If the old bolt is sticking out above the manifold, you might be able to weld a nut onto it to turn it out.
Now if you don't have any 'warm and fuzzy' feelings doing this, take it to a machine shop and let them remove it for you. It's cost a few bucks but may be cheaper in the long run than potentially damaging the intake.
Just some thoughts. Good luck.
PS if you break off a drill bit or ez-out in the hole, you've just compounded your problems trying to get it out. Be aware of that.
Last edited by hcbph; Sep 29, 2017 at 10:16 AM.

couple of options here, depending on what's left. First is if it's broken below the manifold so in essence you have a hole to deal with.
This has worked better than PB Blaster, Kroil and others: 50-50 mix of ATF and Acetone. Squirt it around the threads, take a punch or comparable and a hammer - hit the end of the bolt to 'shock' the thing and open the space between the threads if you're lucky and allow it through better. You may want to do this multiple times over a couple of days. I've seen this loosen some stuff that had sat outside in the open for decades where the canned stuff didn't even make a dent in it.
Now depending on your skill and tools, get yourself a left twist drill bit smaller than the diameter of the bolt (you can get a set at HF but I won't speak to the quality of them). You want a left twist as that's the direction the bolt unscrews, normal drill will turn in the direction to tighten it instead. Measure the depth of the other bolt hole to know when to stop drilling. Center punch the bolt to have a dimple to start drilling. Mark the bit on the depth to stop at and start drilling slowly. You may luck out and have the bit grab onto the stub and start working it out. If you drill the length of the bolt stub and it's in there yet, then you can try the ez-out. You may want to try some heat 'around' the fitting on the manifold but not the bolt to help loosen things up. Don't go oversize on the hole you drill in case you run into issues there's still some meat let on the broken bolt to work with.

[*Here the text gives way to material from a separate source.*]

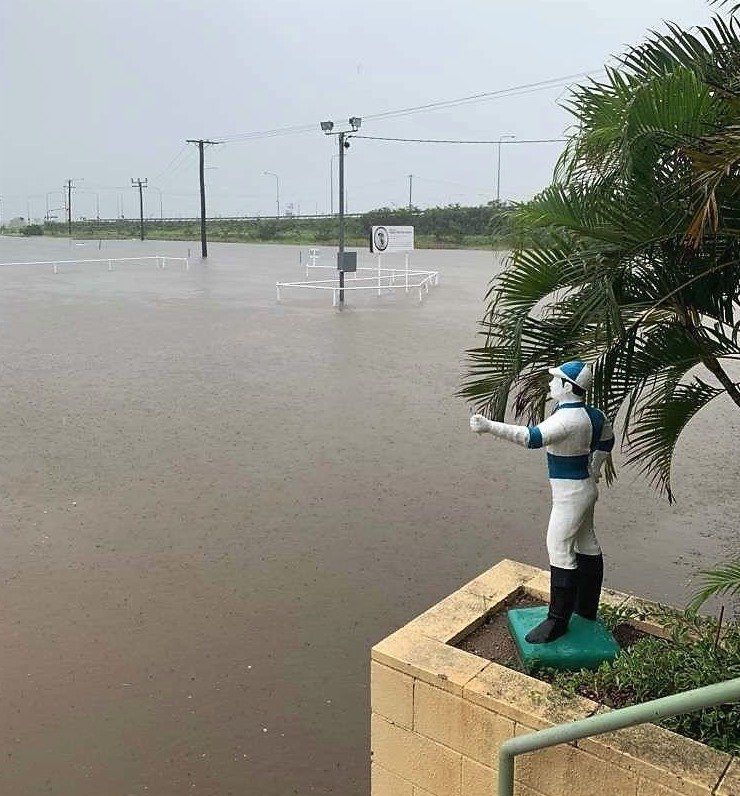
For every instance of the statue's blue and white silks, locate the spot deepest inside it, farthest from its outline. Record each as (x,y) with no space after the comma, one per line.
(578,440)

If the old bolt is sticking out above the manifold, you might be able to weld a nut onto it to turn it out.
Now if you don't have any 'warm and fuzzy' feelings doing this, take it to a machine shop and let them remove it for you. It's cost a few bucks but may be cheaper in the long run than potentially damaging the intake.

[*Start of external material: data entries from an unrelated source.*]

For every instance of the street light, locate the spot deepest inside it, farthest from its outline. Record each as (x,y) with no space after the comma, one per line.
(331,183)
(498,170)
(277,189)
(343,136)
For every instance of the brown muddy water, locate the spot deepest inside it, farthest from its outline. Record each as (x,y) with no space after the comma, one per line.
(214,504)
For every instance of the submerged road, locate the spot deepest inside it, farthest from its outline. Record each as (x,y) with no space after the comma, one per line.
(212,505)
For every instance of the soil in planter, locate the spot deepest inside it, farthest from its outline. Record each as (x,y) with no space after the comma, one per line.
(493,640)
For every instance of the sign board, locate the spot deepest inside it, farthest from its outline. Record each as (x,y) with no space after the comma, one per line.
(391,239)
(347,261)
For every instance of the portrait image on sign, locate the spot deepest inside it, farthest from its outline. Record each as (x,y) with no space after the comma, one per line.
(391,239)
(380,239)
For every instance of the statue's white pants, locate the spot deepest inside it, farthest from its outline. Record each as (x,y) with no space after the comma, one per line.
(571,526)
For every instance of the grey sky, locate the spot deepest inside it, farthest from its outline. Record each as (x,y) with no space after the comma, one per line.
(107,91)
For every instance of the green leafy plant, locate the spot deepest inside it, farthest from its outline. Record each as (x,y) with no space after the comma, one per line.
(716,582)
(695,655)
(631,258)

Just some thoughts. Good luck.
PS if you break off a drill bit or ez-out in the hole, you've just compounded your problems trying to get it out. Be aware of that.

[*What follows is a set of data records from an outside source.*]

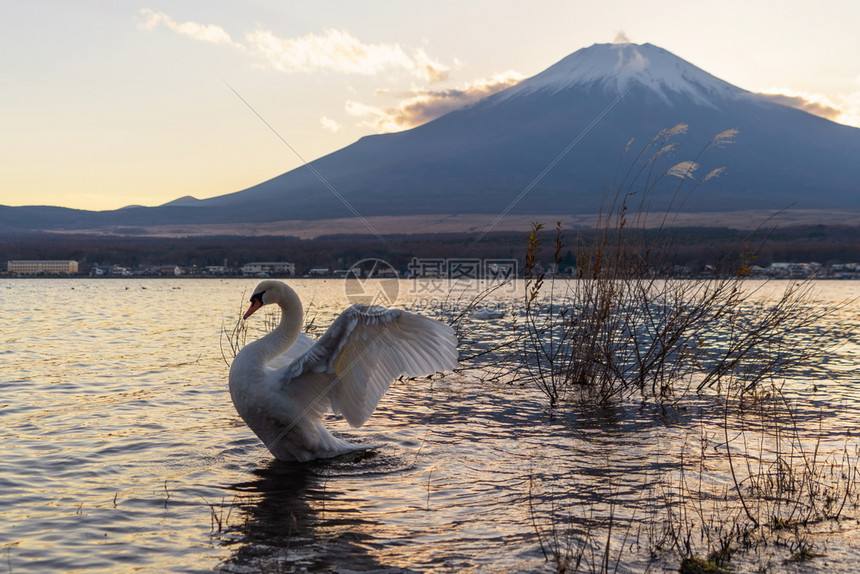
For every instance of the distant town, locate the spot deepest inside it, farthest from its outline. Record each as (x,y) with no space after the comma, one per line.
(71,268)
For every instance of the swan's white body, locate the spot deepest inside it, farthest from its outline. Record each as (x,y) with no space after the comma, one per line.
(283,383)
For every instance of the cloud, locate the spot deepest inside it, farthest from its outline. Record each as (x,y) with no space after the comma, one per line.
(845,110)
(329,124)
(339,51)
(203,32)
(333,50)
(422,105)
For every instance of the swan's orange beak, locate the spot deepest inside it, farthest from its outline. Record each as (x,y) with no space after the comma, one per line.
(256,303)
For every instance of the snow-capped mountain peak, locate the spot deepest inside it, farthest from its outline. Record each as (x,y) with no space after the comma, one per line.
(614,67)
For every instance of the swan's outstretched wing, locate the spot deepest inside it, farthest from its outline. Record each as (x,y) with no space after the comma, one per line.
(366,348)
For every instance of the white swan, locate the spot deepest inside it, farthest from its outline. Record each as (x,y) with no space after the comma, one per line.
(284,382)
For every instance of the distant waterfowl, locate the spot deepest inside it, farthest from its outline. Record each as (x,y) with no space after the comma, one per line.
(484,314)
(283,383)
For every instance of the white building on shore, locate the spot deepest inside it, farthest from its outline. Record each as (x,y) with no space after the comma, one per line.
(265,268)
(42,267)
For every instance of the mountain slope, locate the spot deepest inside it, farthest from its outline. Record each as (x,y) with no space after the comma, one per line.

Steel bolt broken off in an aluminum hole.....things can go sideways in a hurry trying to get it out. I find the biggest challenge is getting the bolt prepped to drill straight so that you don't mess up the threads. You need to establish a dimple in the center for the bit to grab and not wander.
Once it's drilled you can use the easy out VERY CAREFULLY. Soak the bolt overnight with the 50-50 mix described above and then use PLENTY of heat on the aluminum before turning the easy out. They break easily if you apply too much torque. I think it's because they are made from a very hardened steel? Not sure but they are almost impossible to drill out if you break one.
I have never used a heli-coil in aluminum but that might be an option.